Public library of DNA sequences will allow botanists to track the complex evolutionary history of flowering plants in unprecedented detail
1 February 2022
More than 9000 species of plants have had sections of their genomes sequenced as part of the Plant and Fungal Trees of Life (PAFTOL) project led by the Royal Botanic Gardens, Kew in the UK. This is the largest genetic database of flowering plants ever built, and it could help botanists to identify and conserve species under threat.
Plants that fruit or flower are called angiosperms and make up the vast majority of plant life on Earth, except for the groups that contain conifers, ferns and mosses. They play a vital role across terrestrial ecosystems, storing substantial amounts of carbon and producing vast amounts of oxygen. They also make up most of the calories we ingest.
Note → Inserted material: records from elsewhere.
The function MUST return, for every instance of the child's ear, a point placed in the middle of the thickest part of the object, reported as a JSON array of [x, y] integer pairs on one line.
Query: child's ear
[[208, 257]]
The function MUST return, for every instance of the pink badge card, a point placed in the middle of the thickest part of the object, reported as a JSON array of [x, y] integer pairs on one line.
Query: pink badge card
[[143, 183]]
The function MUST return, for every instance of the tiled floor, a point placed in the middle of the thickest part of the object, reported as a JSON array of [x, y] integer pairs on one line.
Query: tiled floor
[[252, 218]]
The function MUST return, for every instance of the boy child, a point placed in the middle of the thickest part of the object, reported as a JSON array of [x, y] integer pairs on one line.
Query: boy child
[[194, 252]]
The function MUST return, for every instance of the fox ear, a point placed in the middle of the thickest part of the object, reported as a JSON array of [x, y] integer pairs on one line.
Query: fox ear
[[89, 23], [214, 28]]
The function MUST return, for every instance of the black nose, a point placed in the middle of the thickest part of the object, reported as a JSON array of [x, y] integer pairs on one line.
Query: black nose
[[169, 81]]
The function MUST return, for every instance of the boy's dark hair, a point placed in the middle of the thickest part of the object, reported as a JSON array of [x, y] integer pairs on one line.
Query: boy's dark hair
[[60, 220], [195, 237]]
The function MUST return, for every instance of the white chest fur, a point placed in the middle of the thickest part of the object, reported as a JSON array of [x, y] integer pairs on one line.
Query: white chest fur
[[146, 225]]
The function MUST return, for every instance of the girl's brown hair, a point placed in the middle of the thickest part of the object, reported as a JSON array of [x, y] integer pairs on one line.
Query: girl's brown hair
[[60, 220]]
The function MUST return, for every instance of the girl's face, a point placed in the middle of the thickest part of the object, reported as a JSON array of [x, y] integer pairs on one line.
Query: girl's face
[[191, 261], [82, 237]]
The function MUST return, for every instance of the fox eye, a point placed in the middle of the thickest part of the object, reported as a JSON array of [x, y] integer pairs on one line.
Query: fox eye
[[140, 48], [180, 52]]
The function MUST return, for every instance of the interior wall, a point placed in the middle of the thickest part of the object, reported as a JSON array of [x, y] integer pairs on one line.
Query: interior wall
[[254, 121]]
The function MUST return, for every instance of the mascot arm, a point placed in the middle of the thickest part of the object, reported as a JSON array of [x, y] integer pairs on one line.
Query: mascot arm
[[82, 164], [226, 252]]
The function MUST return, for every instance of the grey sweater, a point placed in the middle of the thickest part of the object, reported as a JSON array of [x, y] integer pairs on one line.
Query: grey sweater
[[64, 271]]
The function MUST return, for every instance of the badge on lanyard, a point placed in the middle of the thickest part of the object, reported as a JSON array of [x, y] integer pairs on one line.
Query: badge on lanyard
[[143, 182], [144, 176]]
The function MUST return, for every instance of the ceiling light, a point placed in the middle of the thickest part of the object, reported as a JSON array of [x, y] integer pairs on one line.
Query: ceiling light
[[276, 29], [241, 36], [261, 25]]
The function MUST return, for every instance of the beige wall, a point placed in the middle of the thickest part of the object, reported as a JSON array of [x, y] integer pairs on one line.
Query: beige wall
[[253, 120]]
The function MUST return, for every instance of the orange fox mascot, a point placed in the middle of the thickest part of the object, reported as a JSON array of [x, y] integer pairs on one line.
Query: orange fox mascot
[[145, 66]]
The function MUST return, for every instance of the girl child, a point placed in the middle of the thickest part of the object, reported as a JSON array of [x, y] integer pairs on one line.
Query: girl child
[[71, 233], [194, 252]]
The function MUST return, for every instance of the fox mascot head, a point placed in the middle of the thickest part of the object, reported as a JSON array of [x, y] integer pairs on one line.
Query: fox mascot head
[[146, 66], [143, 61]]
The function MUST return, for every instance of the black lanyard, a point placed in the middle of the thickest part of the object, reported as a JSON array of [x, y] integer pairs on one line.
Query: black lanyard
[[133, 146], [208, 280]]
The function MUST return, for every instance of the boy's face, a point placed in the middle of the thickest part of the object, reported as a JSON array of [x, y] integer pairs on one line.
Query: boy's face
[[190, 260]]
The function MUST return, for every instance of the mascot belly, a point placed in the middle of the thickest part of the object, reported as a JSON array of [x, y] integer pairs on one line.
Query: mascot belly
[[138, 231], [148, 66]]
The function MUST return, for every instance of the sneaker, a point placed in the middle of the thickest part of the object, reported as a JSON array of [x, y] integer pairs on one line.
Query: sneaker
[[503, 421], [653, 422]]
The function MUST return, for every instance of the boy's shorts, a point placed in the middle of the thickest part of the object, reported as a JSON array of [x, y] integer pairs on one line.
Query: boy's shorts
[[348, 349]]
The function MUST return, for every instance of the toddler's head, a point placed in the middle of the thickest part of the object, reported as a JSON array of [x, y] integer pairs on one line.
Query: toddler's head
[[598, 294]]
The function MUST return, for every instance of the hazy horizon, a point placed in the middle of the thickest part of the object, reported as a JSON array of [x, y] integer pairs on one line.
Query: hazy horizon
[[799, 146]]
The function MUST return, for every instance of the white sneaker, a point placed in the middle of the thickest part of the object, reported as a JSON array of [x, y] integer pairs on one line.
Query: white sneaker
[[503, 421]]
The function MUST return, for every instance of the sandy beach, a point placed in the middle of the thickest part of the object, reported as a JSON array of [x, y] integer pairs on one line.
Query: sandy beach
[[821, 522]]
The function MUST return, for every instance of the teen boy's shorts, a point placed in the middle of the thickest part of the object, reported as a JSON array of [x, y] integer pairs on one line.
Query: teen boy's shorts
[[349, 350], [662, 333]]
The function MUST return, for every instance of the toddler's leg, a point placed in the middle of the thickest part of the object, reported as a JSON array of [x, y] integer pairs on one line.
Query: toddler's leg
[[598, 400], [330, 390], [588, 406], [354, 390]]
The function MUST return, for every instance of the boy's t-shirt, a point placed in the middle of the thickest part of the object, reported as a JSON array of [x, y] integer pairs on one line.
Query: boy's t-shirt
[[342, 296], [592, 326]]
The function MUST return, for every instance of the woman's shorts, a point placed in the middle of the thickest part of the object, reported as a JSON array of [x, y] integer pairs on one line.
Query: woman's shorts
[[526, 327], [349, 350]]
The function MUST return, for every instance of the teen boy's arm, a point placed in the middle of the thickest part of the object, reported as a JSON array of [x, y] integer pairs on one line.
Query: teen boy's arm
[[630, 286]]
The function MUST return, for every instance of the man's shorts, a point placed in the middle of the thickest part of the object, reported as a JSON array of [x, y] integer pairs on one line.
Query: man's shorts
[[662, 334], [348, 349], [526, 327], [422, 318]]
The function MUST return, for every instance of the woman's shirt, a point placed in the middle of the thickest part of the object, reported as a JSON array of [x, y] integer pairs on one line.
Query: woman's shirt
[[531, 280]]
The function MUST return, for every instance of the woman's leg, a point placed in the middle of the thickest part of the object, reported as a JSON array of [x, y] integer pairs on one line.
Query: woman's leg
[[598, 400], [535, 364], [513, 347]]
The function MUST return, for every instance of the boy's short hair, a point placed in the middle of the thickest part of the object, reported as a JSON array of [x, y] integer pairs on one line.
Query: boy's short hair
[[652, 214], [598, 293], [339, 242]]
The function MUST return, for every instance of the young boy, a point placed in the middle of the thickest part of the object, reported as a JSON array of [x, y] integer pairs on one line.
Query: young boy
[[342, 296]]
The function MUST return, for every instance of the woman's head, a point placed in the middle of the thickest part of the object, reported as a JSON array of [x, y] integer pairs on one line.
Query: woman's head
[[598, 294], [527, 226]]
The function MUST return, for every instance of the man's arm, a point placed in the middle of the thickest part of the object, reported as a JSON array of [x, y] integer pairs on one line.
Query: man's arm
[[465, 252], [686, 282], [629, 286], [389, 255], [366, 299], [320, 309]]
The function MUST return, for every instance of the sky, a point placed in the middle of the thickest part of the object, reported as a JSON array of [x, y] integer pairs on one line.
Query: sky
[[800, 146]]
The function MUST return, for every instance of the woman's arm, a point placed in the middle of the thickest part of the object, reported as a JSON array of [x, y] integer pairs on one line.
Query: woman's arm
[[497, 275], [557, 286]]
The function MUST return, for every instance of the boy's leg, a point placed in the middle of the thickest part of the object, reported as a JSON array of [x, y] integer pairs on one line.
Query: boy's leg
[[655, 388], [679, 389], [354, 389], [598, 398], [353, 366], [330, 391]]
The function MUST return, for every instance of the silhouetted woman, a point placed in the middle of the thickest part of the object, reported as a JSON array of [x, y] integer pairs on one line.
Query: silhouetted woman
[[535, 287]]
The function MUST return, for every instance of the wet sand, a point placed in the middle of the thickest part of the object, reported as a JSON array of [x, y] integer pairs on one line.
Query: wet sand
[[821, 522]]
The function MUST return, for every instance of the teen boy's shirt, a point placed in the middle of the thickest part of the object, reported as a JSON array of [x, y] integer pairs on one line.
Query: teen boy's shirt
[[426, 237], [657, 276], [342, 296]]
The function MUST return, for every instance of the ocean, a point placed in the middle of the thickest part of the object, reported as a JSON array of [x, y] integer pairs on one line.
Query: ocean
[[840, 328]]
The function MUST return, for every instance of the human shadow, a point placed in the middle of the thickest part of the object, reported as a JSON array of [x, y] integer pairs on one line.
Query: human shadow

In 2016, researchers at Kew began an effort to complete the trees of life – descriptions of the evolutionary relationships between organisms – for all genera of plants and fungi. The first phase of this has focused on flowering plants, which comprise around 13,600 genera.
Rather than sequencing whole genomes, William Baker at Kew and his colleagues targeted 353 specific genes that can be found in all green plants.
“Having a whole genome doesn’t always do you many favours. You end up with a vast computational challenge,” says Baker. The team designed a set of probes – short strands of DNA that search for complementary sequences in genes they wanted to target, which give them enough information to establish the relationships between the species.
The project has now compiled genetic codes from 9823 flowering plant specimens. These specimens represent 99 per cent of all flowering plant families, as well as 55 per cent of all flowering plant genera – many of which had never been sequenced before. This accounts for 9404 unique species out of the roughly 340,000 angiosperm species that are thought to exist.
Next, the team mapped out where each genus – and where possible, each species – of flowering plant sits on the tree of life by comparing similarities in their gene sequences.
The project marks a major milestone in plant science, says Baker. With unparalleled coverage of known plant biodiversity, we can now track the complex evolutionary history of flowering plants in unprecedented detail, he says.
“I regard the tree of life as akin to the periodic table,” he says. “It’s the basic road map, the rule book for life on Earth.”
All the data is publicly accessible from the Kew Tree of Life Explorer. As to its applications, the sky is the limit, says Baker.
Scientists at Kew are already beginning to use the data to explore plant genomes for potential medicinal molecules, and predict the susceptibility of trees to novel pests that are expected to arrive in the UK soon.
Knowing the evolutionary relationships between plants could help scientists predict which ones may be most vulnerable, he says, and develop conservation strategies.